Several of these were born in the twentieth century, but as a group they are the product of or were influenced by this period of cultural failure and revolution.   One is reminded of the commonplace about Switzerland:  five hundred years of peace and only the cuckoo clock.    It also brings to mind a favorite theory, that great artistic and literary achievement are more likely to occur when the tectonic plates of culture are moving.   But this may be specific to the nineteenth/twentieth century period and may simply mean that revolutionary destruction brings out the best in those who possess poetic vision.              

FF

The Fleming Foundation

5 Responses

  1. andrei navrozov says:

    Much to agree with here, but one small though important cavil. “[I]n September [1943], needing every resource of national energy that could be found, Stalin reversed his anti-religious policy, made a concordat with the Patriarch, released the clergy from prison and opened churches.” Never since his enthronement in 1928 did Stalin have an “anti-religious policy.” Quite the contrary. But the crucial point here is that the “concordat” was not made in 1941, when Stalin really needed “every resource of national energy”; nor in 1942, when he needed it almost as badly; nor in the first half of 1943. It was made on the day of Italy’s surrender and well after the Soviet victory at Stalingrad, in other words, once the tide had been seen to have turned. Stalin, in short, called on the Church not in a moment of weakness, but the moment he began to contemplate the post-war order in Russia, which by then had long been purged of all vestiges of atheist Bolshevism. When he turned 70 in 1948, all 20.000 churches he had opened in 1943-1948 resounded with praise for his “acts” (deyaniya, or apostolic deeds). It is said that he entertained the notion of having himself crowned tsar by the Patriarch on turning 75 in December 1953, but as he died in March this never happened. It may yet happen with Putin.
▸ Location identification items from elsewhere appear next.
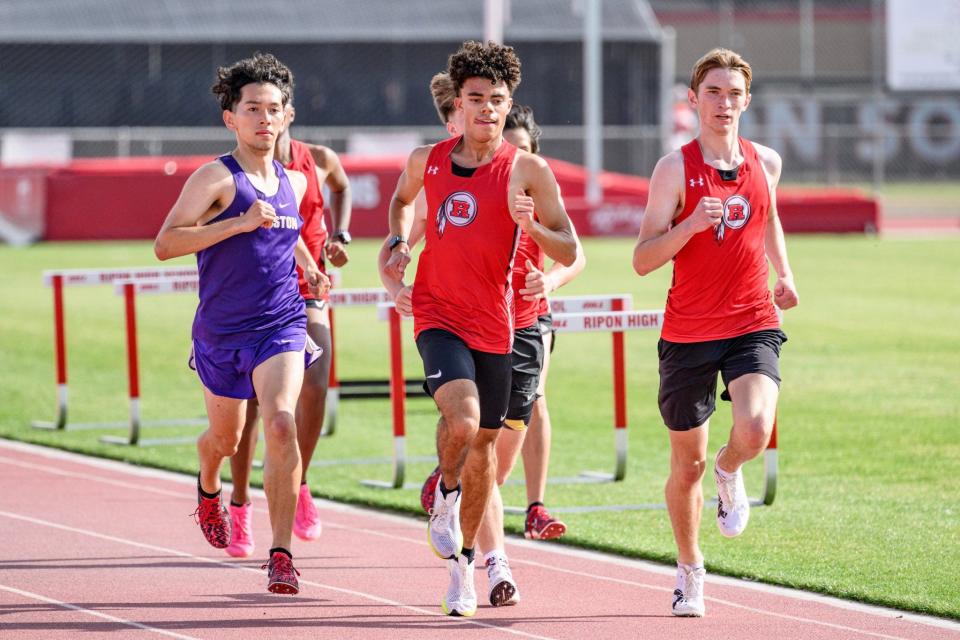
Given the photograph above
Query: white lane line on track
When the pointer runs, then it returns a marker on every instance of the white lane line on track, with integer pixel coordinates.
(185, 554)
(408, 521)
(95, 614)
  2. Avatar photo Thomas Fleming says:

    E con cio?

  3. andrei navrozov says:

    Tom, they now have a totalitarian regime with a democracy simulacrum for a smokescreen, but too many people in the world can see through it.
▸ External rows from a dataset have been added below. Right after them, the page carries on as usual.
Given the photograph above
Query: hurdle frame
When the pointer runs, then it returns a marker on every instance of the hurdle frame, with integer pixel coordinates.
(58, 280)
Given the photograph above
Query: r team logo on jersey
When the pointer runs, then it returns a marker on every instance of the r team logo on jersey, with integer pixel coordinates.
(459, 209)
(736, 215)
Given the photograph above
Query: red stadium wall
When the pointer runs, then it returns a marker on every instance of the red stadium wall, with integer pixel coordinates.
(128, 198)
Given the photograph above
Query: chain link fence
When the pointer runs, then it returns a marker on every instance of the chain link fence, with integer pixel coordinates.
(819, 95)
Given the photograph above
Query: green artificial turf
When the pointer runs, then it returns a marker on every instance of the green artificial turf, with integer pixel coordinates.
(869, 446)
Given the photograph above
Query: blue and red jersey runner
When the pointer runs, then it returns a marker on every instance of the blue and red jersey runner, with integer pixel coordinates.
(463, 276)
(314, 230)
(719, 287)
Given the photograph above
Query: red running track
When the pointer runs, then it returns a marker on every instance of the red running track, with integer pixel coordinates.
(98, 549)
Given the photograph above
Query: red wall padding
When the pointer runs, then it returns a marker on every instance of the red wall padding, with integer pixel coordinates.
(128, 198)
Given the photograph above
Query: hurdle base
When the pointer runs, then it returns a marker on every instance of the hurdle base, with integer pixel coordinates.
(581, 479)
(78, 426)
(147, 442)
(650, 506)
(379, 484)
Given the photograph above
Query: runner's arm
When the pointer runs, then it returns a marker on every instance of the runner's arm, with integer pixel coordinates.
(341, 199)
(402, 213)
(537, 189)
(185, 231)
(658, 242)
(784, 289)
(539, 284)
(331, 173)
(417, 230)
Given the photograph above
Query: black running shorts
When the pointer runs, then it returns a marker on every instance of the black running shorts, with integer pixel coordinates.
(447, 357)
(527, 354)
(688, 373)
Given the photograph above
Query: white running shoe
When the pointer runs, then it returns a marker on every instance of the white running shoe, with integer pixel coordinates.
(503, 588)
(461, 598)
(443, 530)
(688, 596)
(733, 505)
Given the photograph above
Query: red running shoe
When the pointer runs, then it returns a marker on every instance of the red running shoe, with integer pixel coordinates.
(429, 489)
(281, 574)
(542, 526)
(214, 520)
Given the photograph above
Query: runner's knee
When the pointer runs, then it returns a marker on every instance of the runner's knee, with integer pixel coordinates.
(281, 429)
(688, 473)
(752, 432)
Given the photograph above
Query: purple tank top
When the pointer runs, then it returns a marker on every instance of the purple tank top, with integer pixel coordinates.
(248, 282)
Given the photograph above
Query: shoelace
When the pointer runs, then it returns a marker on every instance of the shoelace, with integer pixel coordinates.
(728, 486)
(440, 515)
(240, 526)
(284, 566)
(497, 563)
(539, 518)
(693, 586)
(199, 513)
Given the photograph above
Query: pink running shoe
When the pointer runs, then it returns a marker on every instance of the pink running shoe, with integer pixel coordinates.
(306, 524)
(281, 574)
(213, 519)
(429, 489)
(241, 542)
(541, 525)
    A monarchy simulacrum (properly festooned with “national peculiarities,” “old customs,” and the like) would be perfectly opaque, just the thing needed to cover up the big black hole in the middle.

  4. Avatar photo Thomas Fleming says:

    Business as usual, though we do it so effectively in the States that very few people see through the smoke screen. The big bad Russian wolf is not so terrifying when the three little pigs have enslaved the other pigs, subjugated the farm and forest, and are planning to serve grilled wolf at their next July 4th celebration.
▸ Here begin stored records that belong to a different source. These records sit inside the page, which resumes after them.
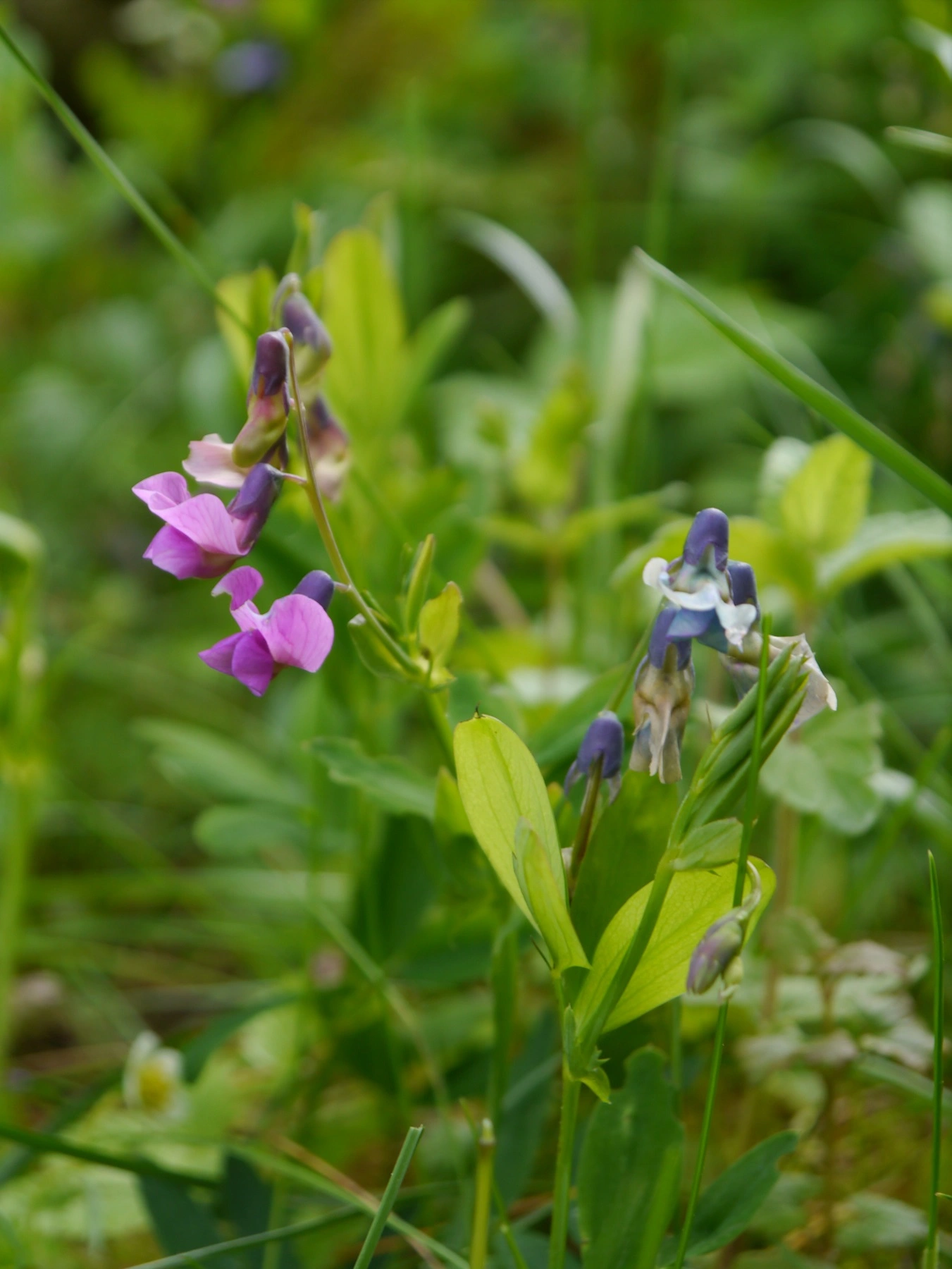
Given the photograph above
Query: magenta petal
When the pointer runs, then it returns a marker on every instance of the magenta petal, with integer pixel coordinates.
(206, 520)
(178, 555)
(242, 584)
(161, 493)
(252, 664)
(220, 656)
(298, 632)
  5. Konstantin Solodov says:

    Russia as monarchy simulacrum (the model of Stalin) versus Russia as a part of world federation of soviet republics (the model of Trotsky and its reincarnation as a democracy simulacrum) will be in unavoidable conflict with west left-liberal empire. The “national peculiarities,” “old customs”, etc are absolutely unacceptable.

    Would be a monarchy simulacrum perfectly opaque? It’s not more complicated than to see that a democracy is a simulacrum, if there is a wish to see.

    It is interesting to see a flirt with the rights especially with Roger Scruton. The answer was “Institutionalised paranoia did not disappear with the collapse of communism”.